7. Reaction mechanism
For most nitrilases the only products produced are the corresponding acid and ammonia. However, it has been shown that the purified nitrilases of F. oxysporum f.sp. melonis (Goldlust and Bohak 1989), R. rhodochrous ATCC39484 (Stevenson et al. 1992), Pseudomonas DSM7155 (Layh et al. 1998), and the ricinine nitrilase of Pseuodomonas sp. (Hook and Robinson 1964) produce a small amount of amide product and therefore have nitrile hydratase activity. In these cases the amide product is usually <5% of the total reaction products. The AtNIT4 enzyme from A. thaliana has high NHase activity producing 1·5 times more asparagine than aspartic acid from the β-cyano-l-alanine substrate (Piotrowski et al. 2001). Recently it has been shown that the AtNIT1 enzyme of A. thaliana also has high NHase activity with some substrates (Osswald et al. 2002). For e.g. with fumaronitrile as substrate the ratio of amide to acid products was 93 : 7 while with crotononitrile the ratio was 1 : 99. The nitrilase of R. rhodochrous J1 has been shown to use benzamide as a substrate, albeit at a very low rate (0·00022%) compared with benzonitrile (Kobayashi et al. 1998), and therefore has amidase activity. The cyanide hydratase enzyme from F. lateritium has a small amount of nitrilase activity (Nolan et al. 2003). Kobayashi et al. (1998) have proposed a mechanism for nitrilase/cyanide hydratase activity which accounts for all the activities seen with these enzymes. This mechanism is shown in Fig. 4. It is an adaptation of the earlier mechanisms proposed by Hook and Robinson (1964) and Mahadevan and Thimann (1964). The mechanism proposes nucleophilic attack on the nitrile carbon atom by the sulphydryl group of the nitrilase which leads to a tetrahedral intermediate, via an enzyme-thioimidate route ( in Fig. 4). This intermediate can be broken down to the acid, as happens most often with nitrilases and cyanide dihydratase, or can release the amide as happens with cyanide hydratase. The nitrile hydratase and amidase activities of nitrilases and the nitrilase activity of cyanide hydratase support this mechanism.

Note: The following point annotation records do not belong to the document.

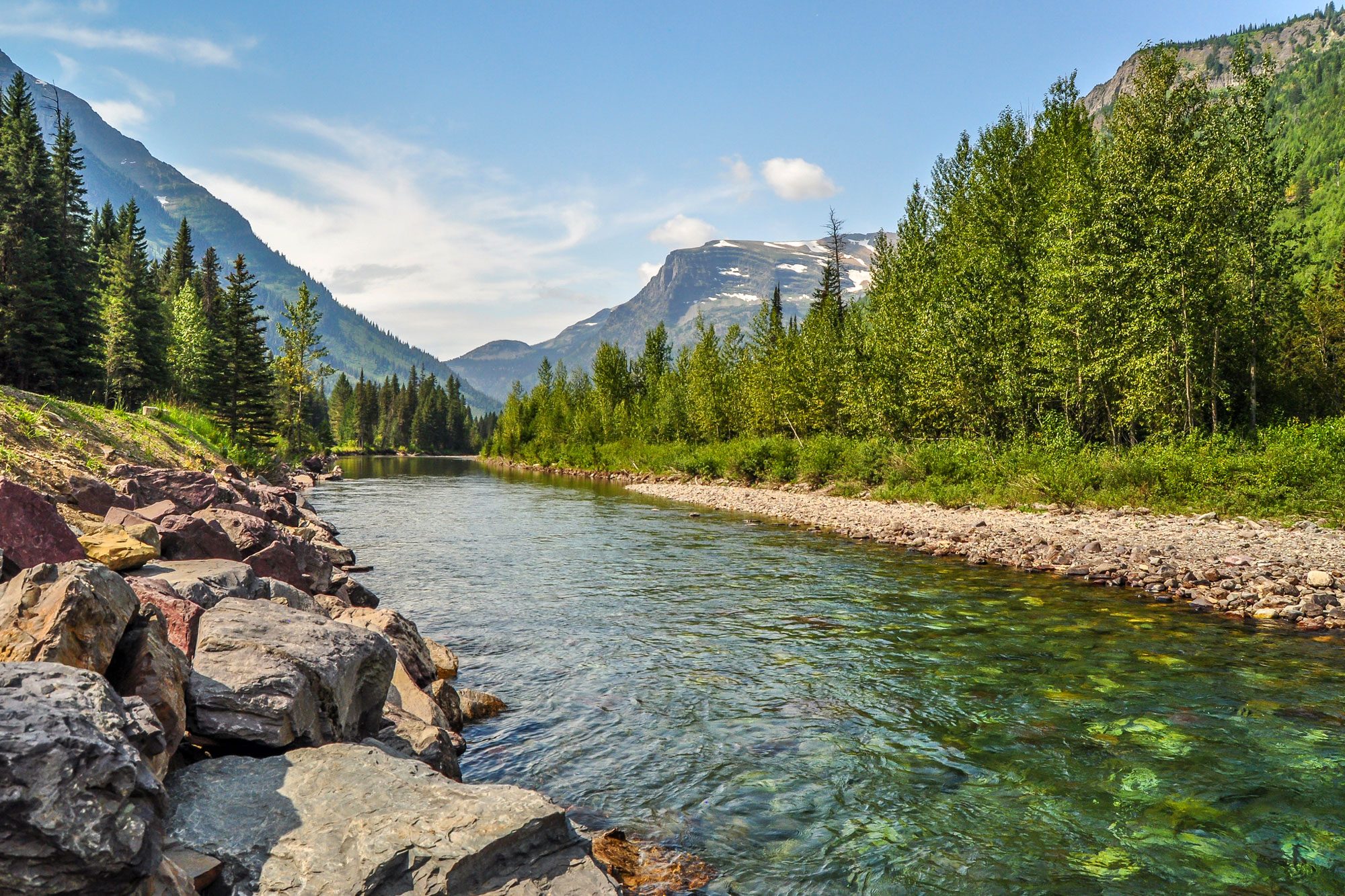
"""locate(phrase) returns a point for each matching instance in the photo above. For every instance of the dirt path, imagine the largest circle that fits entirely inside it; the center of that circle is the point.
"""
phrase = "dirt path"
(1241, 567)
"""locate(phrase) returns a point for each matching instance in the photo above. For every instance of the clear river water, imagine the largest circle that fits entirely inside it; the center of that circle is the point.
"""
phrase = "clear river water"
(817, 716)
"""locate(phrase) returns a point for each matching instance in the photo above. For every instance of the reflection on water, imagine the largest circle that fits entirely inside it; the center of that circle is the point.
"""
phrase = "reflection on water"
(817, 716)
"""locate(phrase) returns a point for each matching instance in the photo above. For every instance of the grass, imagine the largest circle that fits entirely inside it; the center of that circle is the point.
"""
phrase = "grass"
(1288, 473)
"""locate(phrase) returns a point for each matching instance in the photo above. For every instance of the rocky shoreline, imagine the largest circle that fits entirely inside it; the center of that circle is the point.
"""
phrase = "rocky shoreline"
(1242, 568)
(198, 696)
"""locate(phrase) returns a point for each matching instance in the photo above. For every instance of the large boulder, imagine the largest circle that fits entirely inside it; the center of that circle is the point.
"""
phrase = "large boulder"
(185, 487)
(249, 533)
(181, 616)
(206, 581)
(147, 665)
(116, 548)
(414, 737)
(72, 614)
(81, 810)
(193, 538)
(350, 818)
(32, 530)
(95, 495)
(400, 630)
(274, 676)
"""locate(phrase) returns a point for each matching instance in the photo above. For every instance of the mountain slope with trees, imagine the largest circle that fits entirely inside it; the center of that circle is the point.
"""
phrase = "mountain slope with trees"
(120, 169)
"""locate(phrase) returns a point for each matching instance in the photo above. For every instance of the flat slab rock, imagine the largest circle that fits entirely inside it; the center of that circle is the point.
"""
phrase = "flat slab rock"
(349, 818)
(274, 676)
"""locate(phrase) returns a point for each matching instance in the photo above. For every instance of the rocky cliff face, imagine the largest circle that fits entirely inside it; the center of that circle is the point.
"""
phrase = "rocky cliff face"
(1211, 58)
(726, 282)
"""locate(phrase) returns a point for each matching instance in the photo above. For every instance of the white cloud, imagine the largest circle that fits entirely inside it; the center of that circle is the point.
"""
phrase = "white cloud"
(796, 179)
(681, 232)
(120, 114)
(50, 22)
(439, 251)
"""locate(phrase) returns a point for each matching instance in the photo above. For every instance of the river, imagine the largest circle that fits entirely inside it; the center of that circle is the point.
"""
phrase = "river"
(818, 716)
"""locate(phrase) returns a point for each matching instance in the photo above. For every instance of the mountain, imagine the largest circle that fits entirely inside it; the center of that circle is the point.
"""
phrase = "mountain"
(120, 169)
(1309, 111)
(724, 280)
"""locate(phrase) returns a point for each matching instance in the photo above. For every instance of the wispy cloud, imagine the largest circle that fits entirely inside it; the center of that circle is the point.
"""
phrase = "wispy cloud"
(796, 179)
(69, 25)
(443, 252)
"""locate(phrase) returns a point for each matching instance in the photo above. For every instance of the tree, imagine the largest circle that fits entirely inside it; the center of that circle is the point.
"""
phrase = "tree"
(301, 366)
(240, 386)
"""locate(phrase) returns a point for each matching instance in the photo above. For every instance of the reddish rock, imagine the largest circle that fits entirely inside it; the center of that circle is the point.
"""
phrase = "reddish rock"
(279, 561)
(194, 538)
(95, 495)
(188, 487)
(32, 530)
(248, 533)
(181, 616)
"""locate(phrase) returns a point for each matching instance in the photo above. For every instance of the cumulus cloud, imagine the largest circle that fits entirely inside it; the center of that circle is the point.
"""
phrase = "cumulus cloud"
(445, 253)
(54, 22)
(796, 179)
(681, 232)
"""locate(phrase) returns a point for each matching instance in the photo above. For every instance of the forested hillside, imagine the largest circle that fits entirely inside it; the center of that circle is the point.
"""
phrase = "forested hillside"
(120, 169)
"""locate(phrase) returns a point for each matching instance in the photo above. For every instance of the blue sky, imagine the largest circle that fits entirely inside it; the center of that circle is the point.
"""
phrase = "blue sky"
(466, 173)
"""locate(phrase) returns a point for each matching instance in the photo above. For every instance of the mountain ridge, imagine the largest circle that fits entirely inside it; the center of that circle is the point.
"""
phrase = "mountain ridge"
(119, 167)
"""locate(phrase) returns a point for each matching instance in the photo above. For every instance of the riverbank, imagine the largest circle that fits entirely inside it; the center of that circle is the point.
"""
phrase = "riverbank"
(1243, 568)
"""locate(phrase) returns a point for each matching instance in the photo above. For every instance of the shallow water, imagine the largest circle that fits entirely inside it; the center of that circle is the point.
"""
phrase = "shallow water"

The nitrilase family of enzymes are a group of closely related enzymes with diverse biochemical capabilities. Analysis shows that some of these enzymes have broad substrate specificity while others are very substrate specific. Continued molecular analysis and structure/function studies should enhance our understanding of these enzymes. The isolation of new organisms with new specificities will also increase our understanding of these enzymes and increase the biotechnological capacity for nitrile biocatalysis and cyanide bioremediation.